May Allah bless you and your family. 

Yes, we have a ḥadīth in that vein:
 

یَا ابا ذر! کُنْ کَأَنَّکَ فِی الدُّنْیَا غَرِیبٌ أَوْ کَعَابِرِ سَبِیلٍ، وَ عُدَّ نَفْسَکَ مِنْ أَصْحَابِ الْقُبُورِ
 

“Abū Dharr! Be like a stranger in this temporary life or like you are a mere traveler. And consider yourself like one of the people of the graves.”
 

This phrase is part of a longer ḥadīth found in Makārim al-Akhlāq of al-Ḥasan ibn Faḍl al-Ṭabarsī, the son of the author of the tafsīr entitled Majmaʿ al-Bayān.

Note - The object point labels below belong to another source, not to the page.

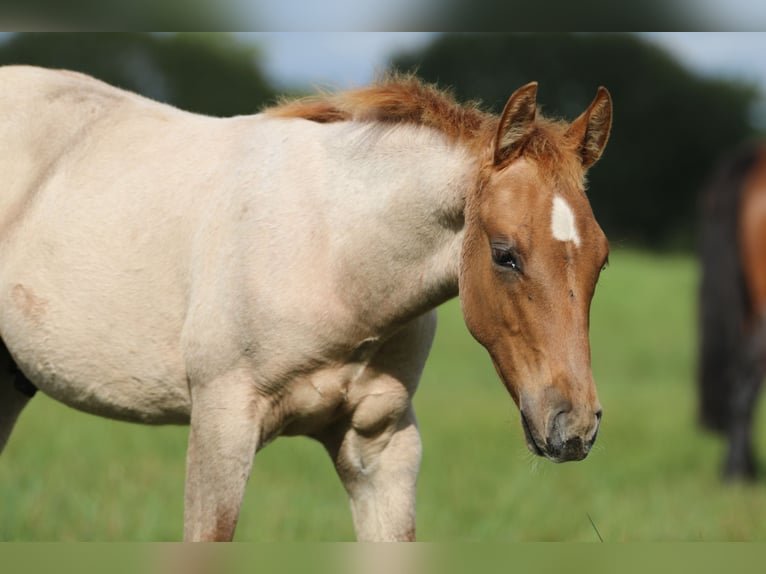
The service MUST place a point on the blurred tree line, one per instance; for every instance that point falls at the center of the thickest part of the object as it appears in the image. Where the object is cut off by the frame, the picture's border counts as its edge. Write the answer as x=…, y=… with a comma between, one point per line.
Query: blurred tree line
x=669, y=124
x=206, y=73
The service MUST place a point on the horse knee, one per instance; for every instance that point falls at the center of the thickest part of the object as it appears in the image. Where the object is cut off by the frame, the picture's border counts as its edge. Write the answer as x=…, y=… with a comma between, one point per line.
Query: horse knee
x=380, y=411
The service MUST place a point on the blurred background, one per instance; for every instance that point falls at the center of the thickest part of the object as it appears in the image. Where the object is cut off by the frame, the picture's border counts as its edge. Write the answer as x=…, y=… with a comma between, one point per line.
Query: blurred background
x=682, y=100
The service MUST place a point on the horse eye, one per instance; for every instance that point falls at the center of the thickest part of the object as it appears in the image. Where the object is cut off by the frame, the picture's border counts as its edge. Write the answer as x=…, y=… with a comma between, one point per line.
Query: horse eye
x=505, y=258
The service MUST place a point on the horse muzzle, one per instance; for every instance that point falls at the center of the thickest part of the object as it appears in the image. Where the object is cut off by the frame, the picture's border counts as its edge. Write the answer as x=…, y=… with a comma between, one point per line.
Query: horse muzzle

You can read a translation of the ḥadīth here: https://www.al-islam.org/articles/advice-prophet-s-gave-abu-dharr

The phrase “count yourself like one of the people of the graves” means to live as if death is imminent—or, more directly, act as if you are about to die. In other words, live a pious life because you don’t know when you are going to die and return to your Creator and be held accountable for your misconduct. Never take a day or even a moment for granted and expect that if you sin, you will have a moment after the sin to repent. Act as if, at any moment, you may be lowered into your grave and have no second chance to live a pious life.
 

One way to encourage this line of thinking is to visit a Muslim graveyard or the graves of deceased family members and contemplate how close death is and how close the afterlife is—how short our lives are. This should encourage us to, at bare minimum, complete our obligations (wājibāt) and refrain from all that is prohibited (muḥarramāt).